The Cosmos SDK will provide a default PrepareProposal
implementation that simply
select up to MaxBytes
valid transactions.
However, applications can override this default implementation with their own
implementation and set that on BaseApp
via SetPrepareProposal
.
ProcessProposal
The ProcessProposal
ABCI method is relatively straightforward. It is responsible
for ensuring validity of the proposed block containing transactions that were
selected from the PrepareProposal
step. However, how an application determines
validity of a proposed block depends on the application and its varying use cases.
For most applications, simply calling the AnteHandler
chain would suffice, but
there could easily be other applications that need more control over the validation
process of the proposed block, such as ensuring txs are in a certain order or
that certain transactions are included. While this theoretically could be achieved
with a custom AnteHandler
implementation, it's not the cleanest UX or the most
efficient solution.
Instead, we will define an additional ABCI interface method on the existing
Application
interface, similar to the existing ABCI methods such as BeginBlock
or EndBlock
. This new interface method will be defined as follows:
ProcessProposal(sdk.Context, abci.RequestProcessProposal) error {}
Note, we must call ProcessProposal
with a new internal branched state on the
Context
argument as we cannot simply just use the existing checkState
because
BaseApp
already has a modified checkState
at this point. So when executing
ProcessProposal
, we create a similar branched state, processProposalState
,
off of deliverState
. Note, the processProposalState
is never committed and
is completely discarded after ProcessProposal
finishes execution.
The Cosmos SDK will provide a default implementation of ProcessProposal
in which
all transactions are validated using the CheckTx flow, i.e. the AnteHandler, and
will always return ACCEPT unless any transaction cannot be decoded.
DeliverTx
Since transactions are not truly removed from the app-side mempool during
PrepareProposal
, since ProcessProposal
can fail or take multiple rounds and
we do not want to lose transactions, we need to finally remove the transaction
from the app-side mempool during DeliverTx
since during this phase, the
transactions are being included in the proposed block.

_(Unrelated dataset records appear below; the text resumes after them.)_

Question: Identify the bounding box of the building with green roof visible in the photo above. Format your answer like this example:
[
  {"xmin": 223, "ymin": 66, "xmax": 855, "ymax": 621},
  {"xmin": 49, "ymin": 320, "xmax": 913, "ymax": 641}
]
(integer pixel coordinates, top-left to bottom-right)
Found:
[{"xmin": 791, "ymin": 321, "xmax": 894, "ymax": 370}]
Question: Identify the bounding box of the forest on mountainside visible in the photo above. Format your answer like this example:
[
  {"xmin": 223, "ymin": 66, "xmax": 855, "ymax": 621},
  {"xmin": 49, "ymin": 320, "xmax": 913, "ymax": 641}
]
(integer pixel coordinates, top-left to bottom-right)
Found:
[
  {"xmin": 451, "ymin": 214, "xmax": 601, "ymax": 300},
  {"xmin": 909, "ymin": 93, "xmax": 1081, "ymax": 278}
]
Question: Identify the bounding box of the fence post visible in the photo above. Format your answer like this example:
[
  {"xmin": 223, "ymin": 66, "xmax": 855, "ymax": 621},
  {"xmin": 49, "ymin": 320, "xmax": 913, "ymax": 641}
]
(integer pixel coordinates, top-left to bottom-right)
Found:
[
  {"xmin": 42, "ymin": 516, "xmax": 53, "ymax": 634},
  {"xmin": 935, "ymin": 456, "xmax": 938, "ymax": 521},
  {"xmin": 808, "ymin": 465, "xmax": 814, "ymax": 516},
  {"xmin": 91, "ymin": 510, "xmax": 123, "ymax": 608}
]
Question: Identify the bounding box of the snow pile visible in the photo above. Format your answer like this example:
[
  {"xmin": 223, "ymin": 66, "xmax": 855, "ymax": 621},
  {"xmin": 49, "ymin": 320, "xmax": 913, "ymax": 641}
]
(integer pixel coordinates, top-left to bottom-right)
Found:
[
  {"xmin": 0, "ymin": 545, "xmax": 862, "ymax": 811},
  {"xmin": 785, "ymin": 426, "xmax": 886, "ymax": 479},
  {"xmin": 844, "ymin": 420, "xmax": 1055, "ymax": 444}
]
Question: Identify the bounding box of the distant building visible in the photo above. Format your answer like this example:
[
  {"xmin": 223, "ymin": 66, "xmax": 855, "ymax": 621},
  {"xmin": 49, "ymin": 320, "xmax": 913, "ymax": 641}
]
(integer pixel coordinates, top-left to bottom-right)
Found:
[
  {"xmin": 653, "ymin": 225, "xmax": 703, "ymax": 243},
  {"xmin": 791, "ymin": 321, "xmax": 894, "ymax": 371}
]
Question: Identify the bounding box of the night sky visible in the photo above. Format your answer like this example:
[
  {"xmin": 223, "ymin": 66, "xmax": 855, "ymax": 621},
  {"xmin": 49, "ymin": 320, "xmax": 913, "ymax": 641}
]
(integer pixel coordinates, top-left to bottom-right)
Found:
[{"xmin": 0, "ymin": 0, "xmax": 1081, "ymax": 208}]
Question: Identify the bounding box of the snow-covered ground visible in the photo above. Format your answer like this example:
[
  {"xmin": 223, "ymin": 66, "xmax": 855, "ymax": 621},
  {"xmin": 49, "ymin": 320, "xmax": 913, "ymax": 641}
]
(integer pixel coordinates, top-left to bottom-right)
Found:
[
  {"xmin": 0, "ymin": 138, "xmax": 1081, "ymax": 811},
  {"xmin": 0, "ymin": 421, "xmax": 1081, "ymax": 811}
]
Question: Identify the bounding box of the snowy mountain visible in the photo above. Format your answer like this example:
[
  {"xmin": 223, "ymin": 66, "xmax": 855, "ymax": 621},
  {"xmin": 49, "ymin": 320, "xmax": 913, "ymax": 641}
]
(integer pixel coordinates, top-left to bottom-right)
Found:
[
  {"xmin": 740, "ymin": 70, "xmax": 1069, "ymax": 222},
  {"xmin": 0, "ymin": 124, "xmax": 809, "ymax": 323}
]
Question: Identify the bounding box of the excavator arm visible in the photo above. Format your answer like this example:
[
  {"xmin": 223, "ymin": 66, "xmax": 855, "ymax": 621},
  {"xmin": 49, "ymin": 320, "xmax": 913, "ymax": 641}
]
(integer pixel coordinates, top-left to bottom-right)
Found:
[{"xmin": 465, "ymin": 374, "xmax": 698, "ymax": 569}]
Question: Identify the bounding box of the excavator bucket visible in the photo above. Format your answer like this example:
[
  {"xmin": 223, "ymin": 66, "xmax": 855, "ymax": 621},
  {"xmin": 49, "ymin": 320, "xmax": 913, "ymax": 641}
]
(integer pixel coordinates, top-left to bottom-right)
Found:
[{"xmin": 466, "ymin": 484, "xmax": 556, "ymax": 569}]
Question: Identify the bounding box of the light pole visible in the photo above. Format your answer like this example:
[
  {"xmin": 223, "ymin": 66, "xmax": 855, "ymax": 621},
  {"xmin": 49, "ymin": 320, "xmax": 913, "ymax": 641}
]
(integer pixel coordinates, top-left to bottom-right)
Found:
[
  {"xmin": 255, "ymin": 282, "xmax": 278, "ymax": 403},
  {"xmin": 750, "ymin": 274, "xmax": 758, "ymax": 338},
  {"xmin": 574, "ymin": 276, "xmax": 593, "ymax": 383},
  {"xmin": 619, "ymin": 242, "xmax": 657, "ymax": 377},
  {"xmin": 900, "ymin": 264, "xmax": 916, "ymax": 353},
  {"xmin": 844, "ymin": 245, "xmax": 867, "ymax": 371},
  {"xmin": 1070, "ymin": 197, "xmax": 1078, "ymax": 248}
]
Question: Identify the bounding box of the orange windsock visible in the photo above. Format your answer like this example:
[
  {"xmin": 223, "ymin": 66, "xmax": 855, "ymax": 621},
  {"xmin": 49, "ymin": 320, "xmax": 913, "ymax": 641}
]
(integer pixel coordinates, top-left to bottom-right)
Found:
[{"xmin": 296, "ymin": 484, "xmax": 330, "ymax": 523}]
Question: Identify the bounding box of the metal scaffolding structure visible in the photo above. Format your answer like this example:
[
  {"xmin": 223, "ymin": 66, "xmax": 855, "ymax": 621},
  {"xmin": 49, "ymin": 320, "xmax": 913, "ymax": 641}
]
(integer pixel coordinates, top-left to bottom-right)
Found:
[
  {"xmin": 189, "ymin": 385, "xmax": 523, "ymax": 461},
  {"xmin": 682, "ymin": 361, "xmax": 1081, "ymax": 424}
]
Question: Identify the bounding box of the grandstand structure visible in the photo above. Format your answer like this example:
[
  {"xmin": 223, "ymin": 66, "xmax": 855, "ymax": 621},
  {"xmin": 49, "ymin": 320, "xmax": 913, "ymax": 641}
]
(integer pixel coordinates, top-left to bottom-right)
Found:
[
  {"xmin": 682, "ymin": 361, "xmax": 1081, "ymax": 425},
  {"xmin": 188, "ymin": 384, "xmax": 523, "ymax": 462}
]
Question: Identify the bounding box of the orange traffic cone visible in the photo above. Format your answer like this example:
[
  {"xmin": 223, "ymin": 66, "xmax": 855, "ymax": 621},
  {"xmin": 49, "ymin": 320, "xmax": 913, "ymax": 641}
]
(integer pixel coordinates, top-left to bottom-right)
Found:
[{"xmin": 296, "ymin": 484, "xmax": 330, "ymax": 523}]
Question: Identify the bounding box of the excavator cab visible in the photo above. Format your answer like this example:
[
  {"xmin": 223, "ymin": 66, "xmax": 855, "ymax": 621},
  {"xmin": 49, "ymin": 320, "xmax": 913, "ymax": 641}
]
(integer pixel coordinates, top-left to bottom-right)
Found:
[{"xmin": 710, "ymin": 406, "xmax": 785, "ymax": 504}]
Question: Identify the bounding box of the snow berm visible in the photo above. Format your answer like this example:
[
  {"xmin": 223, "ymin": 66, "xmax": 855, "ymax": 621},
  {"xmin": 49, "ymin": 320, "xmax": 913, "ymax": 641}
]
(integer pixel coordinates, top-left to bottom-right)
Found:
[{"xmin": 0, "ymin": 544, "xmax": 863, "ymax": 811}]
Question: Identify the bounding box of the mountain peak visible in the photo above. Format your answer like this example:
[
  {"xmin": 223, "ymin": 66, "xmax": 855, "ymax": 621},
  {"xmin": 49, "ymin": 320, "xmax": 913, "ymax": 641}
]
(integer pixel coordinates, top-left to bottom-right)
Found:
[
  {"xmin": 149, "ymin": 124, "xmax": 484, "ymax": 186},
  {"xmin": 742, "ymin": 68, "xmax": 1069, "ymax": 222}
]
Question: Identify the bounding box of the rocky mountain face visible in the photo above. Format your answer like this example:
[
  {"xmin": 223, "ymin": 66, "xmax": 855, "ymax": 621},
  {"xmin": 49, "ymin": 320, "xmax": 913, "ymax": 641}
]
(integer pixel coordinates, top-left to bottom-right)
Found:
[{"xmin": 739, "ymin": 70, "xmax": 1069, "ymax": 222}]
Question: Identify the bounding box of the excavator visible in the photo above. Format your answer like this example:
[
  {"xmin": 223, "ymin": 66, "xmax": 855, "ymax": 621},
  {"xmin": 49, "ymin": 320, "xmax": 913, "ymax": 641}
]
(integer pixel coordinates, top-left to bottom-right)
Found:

Alternatively, we can keep the transactions as truly being removed during the
reaping phase in PrepareProposal
and add them back to the app-side mempool in
case ProcessProposal
fails.
Consequences
Backwards Compatibility
ABCI 1.0 is naturally not backwards compatible with prior versions of the Cosmos SDK
and Tendermint. For example, an application that requests RequestPrepareProposal
to the same application that does not speak ABCI 1.0 will naturally fail.
However, in the first phase of the integration, the existing ABCI methods as we know them today will still exist and function as they currently do.
Positive
- Applications now have full control over transaction ordering and priority.
- Lays the groundwork for the full integration of ABCI 1.0, which will unlock more app-side use cases around block construction and integration with the Tendermint consensus engine.
Negative
- Requires that the "mempool", as a general data structure that collects and stores uncommitted transactions will be duplicated between both Tendermint and the Cosmos SDK.
- Additional requests between Tendermint and the Cosmos SDK in the context of block execution. Albeit, the overhead should be negligible.
- Not backwards compatible with previous versions of Tendermint and the Cosmos SDK.
Further Discussions
It is possible to design the app-side implementation of the Mempool[T MempoolTx]
in many different ways using different data structures and implementations. All
of which have different tradeoffs. The proposed solution keeps things simple
and covers cases that would be required for most basic applications. There are
tradeoffs that can be made to improve performance of reaping and inserting into
the provided mempool implementation.